Akan tetapi, dalam banyak praktek bisnis, isu-isu Sumber Daya Manusia masih cenderung diabaikan. Keunggulan bersaing biasanya dibahas dalam konteks perencanaan strategik yang menekankan pada analisis industri dan persaingan, kebutuhan pelanggan, atribut produk/jasa, dan kapabilitas manufakturing, dengan mengesampingkan isu-isu Sumber Daya Manusia. Karena pada dasarnya kontribusi Sumber Daya Manusia terhadap pengembangan keunggulan bersaing masih dipertanyakan. Agar tujuan sumber daya manusia memberikan kontribusi yang lebih besar bagi organisasi untuk meraih keunggulan bersaing tercapai, diperlukan strategi yang tepat dalam perencanaan SDM secara terpadu. Kegiatan dari strategi SDM didasarkan kerja sama antar departemen SDM dengan manajer lini serta keterlibatan manajemen puncak dalam menjelaskan visi dan misi organisasi yang dapat dijabarkan dalam tujuan bisnis yang strategis. Bila Manajemen Sumber Daya Manusia bisa menciptakan keunggulan bersaing yang nyata, Manajemen Sumber daya Manusia harus diintegrasikan secara penuh dalam tahap-tahap baik penyusunan maupun pengaplikasian proses manajemen strategik.

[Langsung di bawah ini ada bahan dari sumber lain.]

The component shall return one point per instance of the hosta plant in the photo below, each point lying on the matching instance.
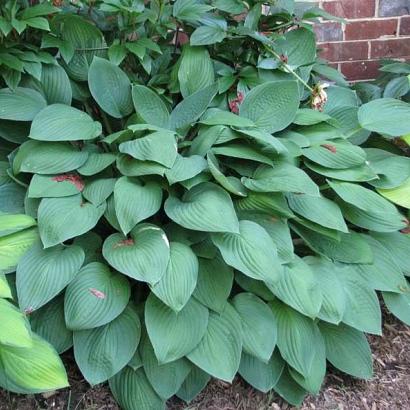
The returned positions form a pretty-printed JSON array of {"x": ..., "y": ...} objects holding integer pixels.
[{"x": 182, "y": 199}]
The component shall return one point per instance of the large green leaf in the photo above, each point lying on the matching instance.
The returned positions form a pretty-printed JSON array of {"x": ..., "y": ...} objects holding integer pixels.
[
  {"x": 110, "y": 87},
  {"x": 32, "y": 369},
  {"x": 135, "y": 202},
  {"x": 144, "y": 256},
  {"x": 262, "y": 376},
  {"x": 367, "y": 209},
  {"x": 49, "y": 323},
  {"x": 43, "y": 273},
  {"x": 150, "y": 106},
  {"x": 14, "y": 246},
  {"x": 133, "y": 391},
  {"x": 196, "y": 70},
  {"x": 192, "y": 107},
  {"x": 299, "y": 288},
  {"x": 347, "y": 349},
  {"x": 174, "y": 335},
  {"x": 251, "y": 251},
  {"x": 281, "y": 178},
  {"x": 318, "y": 209},
  {"x": 95, "y": 297},
  {"x": 258, "y": 325},
  {"x": 15, "y": 329},
  {"x": 272, "y": 105},
  {"x": 297, "y": 337},
  {"x": 22, "y": 104},
  {"x": 60, "y": 219},
  {"x": 215, "y": 279},
  {"x": 205, "y": 207},
  {"x": 179, "y": 281},
  {"x": 48, "y": 158},
  {"x": 102, "y": 352},
  {"x": 59, "y": 122},
  {"x": 160, "y": 147},
  {"x": 219, "y": 352},
  {"x": 386, "y": 116}
]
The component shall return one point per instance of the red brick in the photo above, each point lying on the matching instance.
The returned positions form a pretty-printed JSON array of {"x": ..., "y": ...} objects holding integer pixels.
[
  {"x": 390, "y": 48},
  {"x": 365, "y": 30},
  {"x": 405, "y": 26},
  {"x": 328, "y": 32},
  {"x": 344, "y": 51},
  {"x": 351, "y": 8},
  {"x": 360, "y": 70}
]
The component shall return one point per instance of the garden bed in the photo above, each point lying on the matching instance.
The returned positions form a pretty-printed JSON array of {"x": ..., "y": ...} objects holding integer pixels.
[{"x": 389, "y": 389}]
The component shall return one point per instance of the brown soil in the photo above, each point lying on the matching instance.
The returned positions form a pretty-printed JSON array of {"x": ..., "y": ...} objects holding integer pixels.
[{"x": 389, "y": 389}]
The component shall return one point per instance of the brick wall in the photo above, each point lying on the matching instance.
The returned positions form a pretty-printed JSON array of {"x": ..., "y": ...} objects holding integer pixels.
[{"x": 375, "y": 29}]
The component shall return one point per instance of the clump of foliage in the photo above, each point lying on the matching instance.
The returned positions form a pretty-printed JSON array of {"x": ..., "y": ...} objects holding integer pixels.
[{"x": 174, "y": 209}]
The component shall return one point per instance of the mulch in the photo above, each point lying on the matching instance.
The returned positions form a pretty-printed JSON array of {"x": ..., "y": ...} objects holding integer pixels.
[{"x": 389, "y": 388}]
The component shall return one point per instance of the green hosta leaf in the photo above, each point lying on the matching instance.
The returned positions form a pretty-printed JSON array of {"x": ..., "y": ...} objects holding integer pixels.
[
  {"x": 14, "y": 223},
  {"x": 347, "y": 349},
  {"x": 272, "y": 105},
  {"x": 49, "y": 323},
  {"x": 95, "y": 297},
  {"x": 384, "y": 273},
  {"x": 60, "y": 219},
  {"x": 297, "y": 337},
  {"x": 149, "y": 105},
  {"x": 299, "y": 288},
  {"x": 206, "y": 35},
  {"x": 110, "y": 87},
  {"x": 193, "y": 384},
  {"x": 144, "y": 256},
  {"x": 56, "y": 84},
  {"x": 219, "y": 352},
  {"x": 32, "y": 369},
  {"x": 102, "y": 352},
  {"x": 336, "y": 155},
  {"x": 399, "y": 305},
  {"x": 258, "y": 325},
  {"x": 22, "y": 104},
  {"x": 174, "y": 335},
  {"x": 96, "y": 163},
  {"x": 362, "y": 307},
  {"x": 192, "y": 107},
  {"x": 14, "y": 246},
  {"x": 250, "y": 251},
  {"x": 15, "y": 329},
  {"x": 262, "y": 376},
  {"x": 97, "y": 191},
  {"x": 159, "y": 147},
  {"x": 351, "y": 248},
  {"x": 367, "y": 209},
  {"x": 43, "y": 273},
  {"x": 386, "y": 116},
  {"x": 334, "y": 302},
  {"x": 215, "y": 279},
  {"x": 54, "y": 186},
  {"x": 48, "y": 158},
  {"x": 205, "y": 207},
  {"x": 281, "y": 178},
  {"x": 133, "y": 391},
  {"x": 196, "y": 70},
  {"x": 318, "y": 209},
  {"x": 166, "y": 379},
  {"x": 179, "y": 281},
  {"x": 399, "y": 195},
  {"x": 135, "y": 202},
  {"x": 185, "y": 168}
]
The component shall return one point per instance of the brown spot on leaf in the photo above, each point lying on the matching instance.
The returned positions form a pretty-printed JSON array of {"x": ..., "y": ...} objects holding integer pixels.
[{"x": 97, "y": 293}]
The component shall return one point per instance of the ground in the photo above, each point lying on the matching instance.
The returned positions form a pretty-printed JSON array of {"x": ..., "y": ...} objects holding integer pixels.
[{"x": 389, "y": 389}]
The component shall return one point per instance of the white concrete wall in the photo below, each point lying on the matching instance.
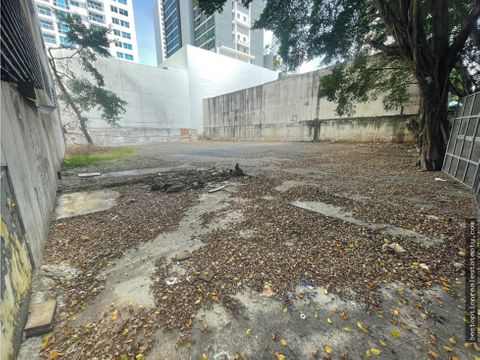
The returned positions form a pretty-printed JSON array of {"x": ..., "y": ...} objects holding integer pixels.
[
  {"x": 290, "y": 110},
  {"x": 211, "y": 74},
  {"x": 162, "y": 100}
]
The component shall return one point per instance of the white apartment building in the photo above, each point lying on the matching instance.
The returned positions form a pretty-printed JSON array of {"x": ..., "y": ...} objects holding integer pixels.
[
  {"x": 115, "y": 14},
  {"x": 180, "y": 22}
]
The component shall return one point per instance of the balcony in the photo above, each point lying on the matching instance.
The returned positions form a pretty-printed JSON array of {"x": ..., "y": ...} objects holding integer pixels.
[{"x": 241, "y": 22}]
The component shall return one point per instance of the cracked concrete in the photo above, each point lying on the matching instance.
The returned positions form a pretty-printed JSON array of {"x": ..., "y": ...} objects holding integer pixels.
[{"x": 128, "y": 279}]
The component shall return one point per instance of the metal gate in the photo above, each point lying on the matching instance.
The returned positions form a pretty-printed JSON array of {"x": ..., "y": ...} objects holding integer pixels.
[{"x": 463, "y": 150}]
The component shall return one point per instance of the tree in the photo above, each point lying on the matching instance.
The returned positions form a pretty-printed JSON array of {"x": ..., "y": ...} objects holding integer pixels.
[
  {"x": 84, "y": 91},
  {"x": 383, "y": 46}
]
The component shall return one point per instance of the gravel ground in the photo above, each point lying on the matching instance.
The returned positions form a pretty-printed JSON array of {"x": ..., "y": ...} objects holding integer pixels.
[{"x": 274, "y": 246}]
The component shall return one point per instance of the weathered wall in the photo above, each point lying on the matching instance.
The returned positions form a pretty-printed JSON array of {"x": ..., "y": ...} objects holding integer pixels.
[
  {"x": 289, "y": 110},
  {"x": 161, "y": 101},
  {"x": 32, "y": 147}
]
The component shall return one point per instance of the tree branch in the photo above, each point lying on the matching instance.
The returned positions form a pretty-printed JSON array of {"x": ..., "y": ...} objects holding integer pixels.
[
  {"x": 393, "y": 51},
  {"x": 459, "y": 42}
]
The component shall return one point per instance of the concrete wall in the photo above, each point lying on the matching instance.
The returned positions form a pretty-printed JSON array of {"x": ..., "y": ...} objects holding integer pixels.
[
  {"x": 290, "y": 110},
  {"x": 32, "y": 147},
  {"x": 157, "y": 102},
  {"x": 166, "y": 102},
  {"x": 211, "y": 74}
]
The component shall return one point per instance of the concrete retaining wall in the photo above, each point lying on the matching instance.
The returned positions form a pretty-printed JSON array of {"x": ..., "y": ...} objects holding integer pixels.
[
  {"x": 32, "y": 147},
  {"x": 290, "y": 110},
  {"x": 161, "y": 101}
]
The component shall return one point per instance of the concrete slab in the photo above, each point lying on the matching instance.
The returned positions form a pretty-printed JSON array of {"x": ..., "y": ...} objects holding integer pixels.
[
  {"x": 82, "y": 203},
  {"x": 40, "y": 320},
  {"x": 338, "y": 213}
]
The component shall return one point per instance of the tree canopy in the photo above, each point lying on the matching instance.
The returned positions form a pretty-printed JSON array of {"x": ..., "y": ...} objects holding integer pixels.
[
  {"x": 382, "y": 47},
  {"x": 84, "y": 91}
]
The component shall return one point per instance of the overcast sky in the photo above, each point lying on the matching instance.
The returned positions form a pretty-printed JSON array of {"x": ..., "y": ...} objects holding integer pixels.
[{"x": 143, "y": 10}]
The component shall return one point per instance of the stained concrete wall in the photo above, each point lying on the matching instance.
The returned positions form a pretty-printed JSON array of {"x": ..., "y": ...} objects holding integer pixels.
[
  {"x": 164, "y": 103},
  {"x": 32, "y": 147},
  {"x": 290, "y": 110}
]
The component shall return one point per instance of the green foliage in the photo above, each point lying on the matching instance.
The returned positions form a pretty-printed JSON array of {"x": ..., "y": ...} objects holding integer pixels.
[
  {"x": 95, "y": 158},
  {"x": 361, "y": 48},
  {"x": 86, "y": 90}
]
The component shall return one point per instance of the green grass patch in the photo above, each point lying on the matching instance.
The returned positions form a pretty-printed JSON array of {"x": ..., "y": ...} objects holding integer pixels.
[{"x": 95, "y": 157}]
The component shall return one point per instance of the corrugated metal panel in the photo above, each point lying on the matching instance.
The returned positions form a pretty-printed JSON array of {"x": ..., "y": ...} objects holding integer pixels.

Pengertian Keunggulan Bersaing
Keunggulan bersaing merupakan posisi unik yang dikembangkan perusahaan dalam menghadapi para pesaing dan mungkin perusahaan dapat mengungguli mereka secara konsisten. Menurut Coyne (1986), keunggulan bersaing mempunyai arti hanya bila “dirasakan” di pasar. Keunggulan tersebut akan berkelanjutan, hanya bila para pesaing tidak bisa dengan mudah menirunya (Barney, 1991). Artinya ada perbedaan mendasar yang memisahkan perusahaan dari pesaing. Apabila tidak demikian maka keunggulan bersaing tidak ada (Coyne, 1986). Secara ringkas, kondisi paling penting untuk mempertahankan keunggulan adalah bahwa para pesaing yang ada dan potensial tidak mampu atau tidak akan mengambil tindakan untuk meniru ataupun menyaingi perusahaan. Bila para pesaing dapat meniru dan menyaingi perusahaan, maka perusahaan tidak memiliki keunggulan bersaing. Barney (1991) mengemukakan empat kondisi yang harus dipenuhi sebelum suatu sumber daya dapat disebut sebagai sumber keunggulan bersaing berkelanjutan :
1. Merupakan sumber daya organisasional yang sangat berharga, terutama dalam kaitannya dengan kemampuan untuk mengekploitasi kesempatan dan/atau menetralisir ancaman dari lingkungan perusahaan.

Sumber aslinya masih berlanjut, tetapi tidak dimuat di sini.